With factoring, businesses send a copy of their invoices to Bibby who then converts up to 90 per cent of the unpaid invoices into cash within 24 hours. Businesses using Bibby factoring can stay in tune with account payment status online, and can draw down from their accelerated cash flow at rates competitive with banks. Once the debt has fully been collected by Bibby, the remaining 10 per cent, less a fee, is transferred from Bibby to the business.

The result is a flexible cash flow facility that is aligned with the business’ performance and growth.

“We are very comfortable with factoring as a cash flow solution.
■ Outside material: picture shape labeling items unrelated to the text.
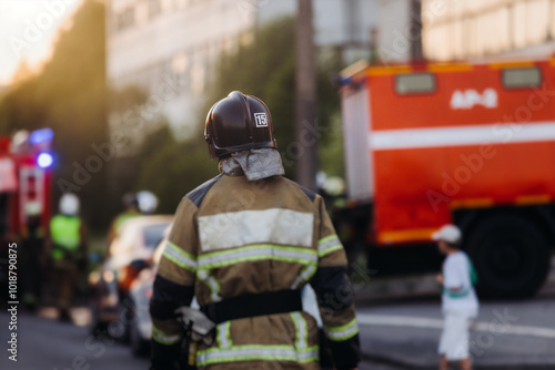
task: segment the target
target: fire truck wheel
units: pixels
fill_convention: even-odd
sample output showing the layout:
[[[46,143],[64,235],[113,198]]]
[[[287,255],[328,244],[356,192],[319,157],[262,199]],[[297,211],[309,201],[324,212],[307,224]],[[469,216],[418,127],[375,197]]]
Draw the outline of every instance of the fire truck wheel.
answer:
[[[466,246],[478,274],[477,292],[484,298],[531,297],[549,269],[546,237],[522,217],[484,219],[471,232]]]

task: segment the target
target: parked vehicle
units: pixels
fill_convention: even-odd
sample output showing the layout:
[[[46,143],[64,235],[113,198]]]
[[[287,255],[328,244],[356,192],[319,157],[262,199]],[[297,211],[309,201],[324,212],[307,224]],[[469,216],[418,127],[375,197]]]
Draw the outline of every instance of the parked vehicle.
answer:
[[[164,230],[164,238],[160,241],[152,256],[152,264],[148,268],[144,268],[131,284],[129,296],[133,307],[133,320],[130,328],[130,345],[131,352],[137,357],[150,353],[152,320],[149,314],[149,305],[152,298],[157,267],[162,257],[165,244],[168,243],[170,228],[171,225]]]
[[[370,267],[438,268],[431,235],[463,229],[478,292],[526,297],[555,245],[555,59],[342,72],[350,247]]]
[[[111,243],[102,266],[89,276],[93,289],[92,331],[108,330],[115,338],[129,338],[133,304],[132,282],[152,263],[155,247],[163,238],[172,216],[138,216],[125,220]]]

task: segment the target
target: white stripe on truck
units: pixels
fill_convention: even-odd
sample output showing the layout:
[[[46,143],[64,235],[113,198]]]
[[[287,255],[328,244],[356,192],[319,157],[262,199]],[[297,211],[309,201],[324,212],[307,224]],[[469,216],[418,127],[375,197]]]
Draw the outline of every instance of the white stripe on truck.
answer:
[[[555,121],[373,131],[372,151],[555,141]]]

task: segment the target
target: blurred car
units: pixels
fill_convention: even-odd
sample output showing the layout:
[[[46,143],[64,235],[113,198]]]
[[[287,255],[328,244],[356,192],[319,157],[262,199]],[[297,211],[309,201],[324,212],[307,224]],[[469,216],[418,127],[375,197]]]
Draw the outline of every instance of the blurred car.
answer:
[[[125,220],[108,249],[105,261],[89,275],[93,290],[91,331],[107,330],[118,339],[128,339],[132,320],[129,292],[152,256],[173,216],[138,216]]]
[[[131,284],[129,297],[132,301],[133,312],[130,325],[130,345],[134,356],[145,356],[150,351],[152,336],[152,320],[149,314],[149,304],[157,276],[157,268],[162,258],[171,225],[164,230],[163,239],[159,243],[152,256],[152,264],[142,269],[137,279]]]
[[[171,225],[164,232],[164,238],[158,245],[152,264],[142,269],[137,279],[131,284],[129,297],[132,301],[133,312],[130,325],[131,352],[137,356],[145,356],[150,350],[150,339],[152,336],[152,320],[150,319],[149,305],[152,298],[154,278],[157,276],[158,264],[162,257]]]

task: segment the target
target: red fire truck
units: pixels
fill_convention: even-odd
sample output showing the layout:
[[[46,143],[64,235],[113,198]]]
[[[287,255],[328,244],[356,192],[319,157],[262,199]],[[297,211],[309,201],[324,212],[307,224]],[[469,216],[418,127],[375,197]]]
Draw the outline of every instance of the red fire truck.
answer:
[[[8,244],[43,235],[49,225],[52,138],[50,129],[0,137],[0,280],[8,276]]]
[[[555,245],[555,59],[359,62],[341,95],[347,212],[372,268],[436,263],[431,235],[454,223],[480,292],[536,292]]]

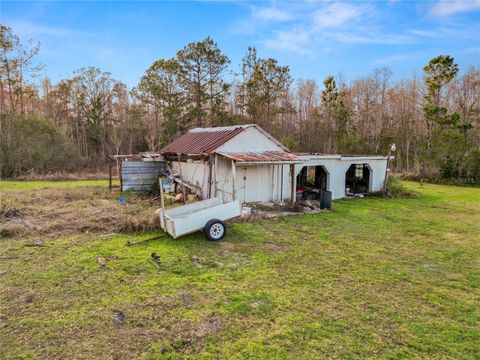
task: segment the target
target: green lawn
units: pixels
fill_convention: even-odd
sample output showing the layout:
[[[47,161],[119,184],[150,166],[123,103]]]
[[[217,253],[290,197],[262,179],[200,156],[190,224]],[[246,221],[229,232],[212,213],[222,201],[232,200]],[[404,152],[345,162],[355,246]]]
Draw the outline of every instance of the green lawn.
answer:
[[[3,238],[0,357],[480,358],[480,189],[408,186],[217,243]]]
[[[118,185],[118,180],[113,185]],[[108,180],[59,180],[59,181],[12,181],[0,180],[0,191],[30,190],[43,188],[70,188],[77,186],[108,186]]]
It allows us to grow within our means,” Angus said.

Angus and Sarah McDonald began their association with indigenous foods in 1986 and have been manufacturing and marketing their product to Australian and overseas markets since 1998.
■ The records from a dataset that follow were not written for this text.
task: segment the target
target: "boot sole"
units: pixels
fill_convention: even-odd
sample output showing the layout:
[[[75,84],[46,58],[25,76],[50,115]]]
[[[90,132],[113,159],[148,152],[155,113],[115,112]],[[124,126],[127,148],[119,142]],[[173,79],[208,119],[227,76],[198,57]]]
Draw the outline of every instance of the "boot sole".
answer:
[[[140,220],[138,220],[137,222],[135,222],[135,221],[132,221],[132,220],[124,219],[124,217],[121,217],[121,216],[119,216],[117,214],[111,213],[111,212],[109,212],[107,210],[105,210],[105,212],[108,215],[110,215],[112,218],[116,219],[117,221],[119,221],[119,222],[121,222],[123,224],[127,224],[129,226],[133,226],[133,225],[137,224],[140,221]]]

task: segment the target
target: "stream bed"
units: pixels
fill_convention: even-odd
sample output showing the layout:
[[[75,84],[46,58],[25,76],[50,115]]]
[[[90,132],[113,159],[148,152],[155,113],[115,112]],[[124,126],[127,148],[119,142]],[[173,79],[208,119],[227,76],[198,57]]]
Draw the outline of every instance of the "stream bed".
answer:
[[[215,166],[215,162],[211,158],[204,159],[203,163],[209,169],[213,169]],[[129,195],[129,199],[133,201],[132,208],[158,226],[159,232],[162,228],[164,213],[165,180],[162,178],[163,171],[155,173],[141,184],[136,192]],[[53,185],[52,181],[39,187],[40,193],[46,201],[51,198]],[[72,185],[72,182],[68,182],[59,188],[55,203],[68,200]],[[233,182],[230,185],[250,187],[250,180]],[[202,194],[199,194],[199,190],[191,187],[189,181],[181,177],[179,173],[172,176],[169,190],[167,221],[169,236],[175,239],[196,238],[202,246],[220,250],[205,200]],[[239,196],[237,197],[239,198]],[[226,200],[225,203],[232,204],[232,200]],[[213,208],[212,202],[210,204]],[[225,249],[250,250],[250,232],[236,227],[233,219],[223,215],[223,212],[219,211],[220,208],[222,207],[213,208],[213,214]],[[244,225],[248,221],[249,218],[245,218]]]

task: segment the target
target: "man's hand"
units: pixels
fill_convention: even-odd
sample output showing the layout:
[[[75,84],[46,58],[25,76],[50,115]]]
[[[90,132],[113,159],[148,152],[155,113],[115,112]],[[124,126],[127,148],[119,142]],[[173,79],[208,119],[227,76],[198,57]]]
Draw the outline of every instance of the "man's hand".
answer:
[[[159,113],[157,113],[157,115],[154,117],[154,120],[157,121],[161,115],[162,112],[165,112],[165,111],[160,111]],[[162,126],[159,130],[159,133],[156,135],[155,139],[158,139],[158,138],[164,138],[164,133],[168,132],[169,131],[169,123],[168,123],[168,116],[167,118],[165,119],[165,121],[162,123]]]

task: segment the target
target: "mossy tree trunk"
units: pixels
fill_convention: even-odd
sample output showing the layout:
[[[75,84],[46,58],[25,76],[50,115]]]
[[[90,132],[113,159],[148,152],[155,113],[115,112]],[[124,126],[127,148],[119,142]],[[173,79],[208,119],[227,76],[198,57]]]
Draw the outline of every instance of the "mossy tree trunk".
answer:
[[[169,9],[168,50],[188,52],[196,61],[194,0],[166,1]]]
Their new brand of chutneys, sauces, dressing and herbs - “Outback Spirit” – which retails in major supermarket chains Coles and Woolworths, as well as Sainsburys in the UK, has generated the company’s enormous growth.
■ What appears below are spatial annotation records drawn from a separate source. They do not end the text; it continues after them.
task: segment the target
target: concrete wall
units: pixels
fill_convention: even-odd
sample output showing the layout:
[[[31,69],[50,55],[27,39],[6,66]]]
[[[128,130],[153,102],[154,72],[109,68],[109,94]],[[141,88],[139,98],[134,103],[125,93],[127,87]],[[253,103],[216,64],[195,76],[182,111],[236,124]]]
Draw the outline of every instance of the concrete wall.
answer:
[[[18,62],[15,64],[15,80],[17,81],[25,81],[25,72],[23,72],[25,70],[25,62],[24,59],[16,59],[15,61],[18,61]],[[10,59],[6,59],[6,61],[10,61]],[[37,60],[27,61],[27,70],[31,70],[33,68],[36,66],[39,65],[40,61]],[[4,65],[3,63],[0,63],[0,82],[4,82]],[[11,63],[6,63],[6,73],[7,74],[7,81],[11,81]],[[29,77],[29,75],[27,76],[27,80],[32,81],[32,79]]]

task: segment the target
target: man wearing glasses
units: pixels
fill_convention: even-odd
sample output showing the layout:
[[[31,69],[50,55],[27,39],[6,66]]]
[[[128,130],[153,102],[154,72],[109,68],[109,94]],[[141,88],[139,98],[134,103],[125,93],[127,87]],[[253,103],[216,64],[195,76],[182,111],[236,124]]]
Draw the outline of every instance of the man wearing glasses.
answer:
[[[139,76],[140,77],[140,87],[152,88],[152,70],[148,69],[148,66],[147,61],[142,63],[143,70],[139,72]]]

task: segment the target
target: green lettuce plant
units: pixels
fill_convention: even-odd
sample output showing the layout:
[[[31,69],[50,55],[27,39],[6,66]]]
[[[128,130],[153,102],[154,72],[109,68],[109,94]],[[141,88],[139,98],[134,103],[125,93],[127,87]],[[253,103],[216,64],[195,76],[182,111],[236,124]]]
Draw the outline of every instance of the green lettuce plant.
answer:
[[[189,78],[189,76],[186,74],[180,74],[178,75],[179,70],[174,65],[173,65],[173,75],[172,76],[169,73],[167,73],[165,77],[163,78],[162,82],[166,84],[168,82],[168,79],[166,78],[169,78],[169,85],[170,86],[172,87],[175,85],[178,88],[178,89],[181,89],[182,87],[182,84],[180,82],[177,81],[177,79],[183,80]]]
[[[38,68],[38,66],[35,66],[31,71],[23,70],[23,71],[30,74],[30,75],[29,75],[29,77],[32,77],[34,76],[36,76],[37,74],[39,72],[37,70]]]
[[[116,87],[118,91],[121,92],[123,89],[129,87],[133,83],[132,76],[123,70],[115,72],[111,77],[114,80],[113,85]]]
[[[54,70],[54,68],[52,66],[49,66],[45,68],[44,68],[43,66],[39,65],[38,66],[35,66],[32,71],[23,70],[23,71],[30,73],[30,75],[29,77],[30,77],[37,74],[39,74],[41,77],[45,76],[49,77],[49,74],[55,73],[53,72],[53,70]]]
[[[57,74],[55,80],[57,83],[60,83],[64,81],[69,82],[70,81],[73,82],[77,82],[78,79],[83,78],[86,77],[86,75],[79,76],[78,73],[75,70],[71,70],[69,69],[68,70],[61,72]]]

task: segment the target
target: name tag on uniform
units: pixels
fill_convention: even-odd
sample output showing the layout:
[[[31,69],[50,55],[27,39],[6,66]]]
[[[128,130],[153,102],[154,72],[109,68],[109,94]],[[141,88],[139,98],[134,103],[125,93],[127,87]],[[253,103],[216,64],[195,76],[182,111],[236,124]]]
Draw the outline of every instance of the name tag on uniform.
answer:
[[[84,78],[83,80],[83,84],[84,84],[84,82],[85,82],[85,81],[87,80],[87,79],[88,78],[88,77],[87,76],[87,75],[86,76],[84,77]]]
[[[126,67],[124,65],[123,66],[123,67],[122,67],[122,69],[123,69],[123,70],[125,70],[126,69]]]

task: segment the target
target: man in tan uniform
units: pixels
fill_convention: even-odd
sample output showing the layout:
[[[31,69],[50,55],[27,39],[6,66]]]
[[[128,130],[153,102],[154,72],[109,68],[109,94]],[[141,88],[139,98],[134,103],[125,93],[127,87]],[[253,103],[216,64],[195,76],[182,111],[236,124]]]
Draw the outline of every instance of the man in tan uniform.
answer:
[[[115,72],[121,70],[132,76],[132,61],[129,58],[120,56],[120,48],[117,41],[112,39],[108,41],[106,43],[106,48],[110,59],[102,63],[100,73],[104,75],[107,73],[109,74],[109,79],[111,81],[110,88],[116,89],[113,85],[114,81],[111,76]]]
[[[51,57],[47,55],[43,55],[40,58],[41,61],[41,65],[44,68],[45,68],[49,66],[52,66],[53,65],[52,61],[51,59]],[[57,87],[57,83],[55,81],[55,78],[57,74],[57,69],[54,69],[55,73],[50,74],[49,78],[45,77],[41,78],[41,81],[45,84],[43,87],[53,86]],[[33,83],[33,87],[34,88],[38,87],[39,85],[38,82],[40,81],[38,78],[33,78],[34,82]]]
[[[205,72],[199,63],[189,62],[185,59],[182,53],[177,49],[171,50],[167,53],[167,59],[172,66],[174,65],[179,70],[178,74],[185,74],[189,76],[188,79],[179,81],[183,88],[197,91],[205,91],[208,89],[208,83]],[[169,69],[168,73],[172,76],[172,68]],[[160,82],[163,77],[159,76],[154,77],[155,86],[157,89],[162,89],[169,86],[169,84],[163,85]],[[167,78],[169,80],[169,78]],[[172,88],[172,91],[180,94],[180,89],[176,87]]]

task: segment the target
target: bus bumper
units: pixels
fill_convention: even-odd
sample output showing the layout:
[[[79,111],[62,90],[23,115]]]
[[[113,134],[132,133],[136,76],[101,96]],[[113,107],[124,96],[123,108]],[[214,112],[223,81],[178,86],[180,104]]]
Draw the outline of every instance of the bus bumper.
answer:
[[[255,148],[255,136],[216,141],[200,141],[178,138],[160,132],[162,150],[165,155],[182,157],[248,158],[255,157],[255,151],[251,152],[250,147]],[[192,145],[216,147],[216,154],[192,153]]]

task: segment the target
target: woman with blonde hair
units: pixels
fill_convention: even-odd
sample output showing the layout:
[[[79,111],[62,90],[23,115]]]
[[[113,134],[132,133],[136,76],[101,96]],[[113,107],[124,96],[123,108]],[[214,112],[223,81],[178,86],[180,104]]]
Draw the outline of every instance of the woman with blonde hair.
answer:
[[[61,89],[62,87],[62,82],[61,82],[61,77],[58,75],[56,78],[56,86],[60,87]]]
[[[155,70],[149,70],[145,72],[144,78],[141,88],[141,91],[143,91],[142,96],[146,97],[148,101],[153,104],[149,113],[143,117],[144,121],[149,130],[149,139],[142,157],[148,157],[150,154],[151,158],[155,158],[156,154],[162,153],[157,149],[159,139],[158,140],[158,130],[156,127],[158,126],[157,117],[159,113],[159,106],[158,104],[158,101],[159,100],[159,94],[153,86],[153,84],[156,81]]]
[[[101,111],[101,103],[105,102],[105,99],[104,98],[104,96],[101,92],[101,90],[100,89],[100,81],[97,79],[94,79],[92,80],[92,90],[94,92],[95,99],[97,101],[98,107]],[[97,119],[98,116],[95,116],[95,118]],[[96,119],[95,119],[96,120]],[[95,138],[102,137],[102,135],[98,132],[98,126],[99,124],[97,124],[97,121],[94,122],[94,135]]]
In 2003-04, the company grew by 40 per cent. This year, 100 per cent growth is expected for the company, which consists of only 5 full time and 5 part time casual staff.

Angus McDonald said “The rate of growth we are experiencing is of course exciting, but at the same time, extremely challenging. When the range took off, we were growing faster than our capital base, which can create problems.”

A growth explosion can present enormous challenges in meeting production costs. An increased order from a customer the size of Coles Supermarkets, with over 480 stores, equates to an enormous amount of additional stock.

Furthermore, since indigenous produce is seasonal and must be harvested and stored at the peak time, Dreamtime Foods are required to purchase large quantities at certain times of the year to ensure they have sufficient ingredients for year round production. Suppliers need to be paid at the time even though the produce may be stored for months before production processes begin and any income is received.

In addition, payment cycles of big businesses such as Coles and Woolworths tend to stretch 30 days closer to 60 to fit in with their system of accounts. This presents numerous problems to smaller suppliers like Dreamtime Foods – especially during a time of growth when steady cash flow is crucial.

Factoring provided flexibility and security

Indigenous food products have only recently moved into mainstream markets, so uncertainty around the viability of the products meant that the more traditional banks were not interested in the concept and initially declined to offer Dreamtime Foods financial assistance.

Struggling to find support from major lenders, Angus McDonald looked further afield at a range of cash flow solutions, which led to Bibby Financial Services.

“From our first contact, Bibby set out to really understand our business, which is admittedly different to most,” she said.

“Factoring gives us flexibility and security. One of the best things about that is that we have been able to establish strong relationships with our suppliers, because they know they will be paid.”

“Bibby gives us fantastic service and great support. Their customer service standards are exceptional.

“What we particularly like about Bibby is the easy access we have to senior people who are able to make quick decisions. When things are moving as quickly as they are for us at the moment, this is crucial. We need to be able to seize any opportunity that comes our way,” Angus said.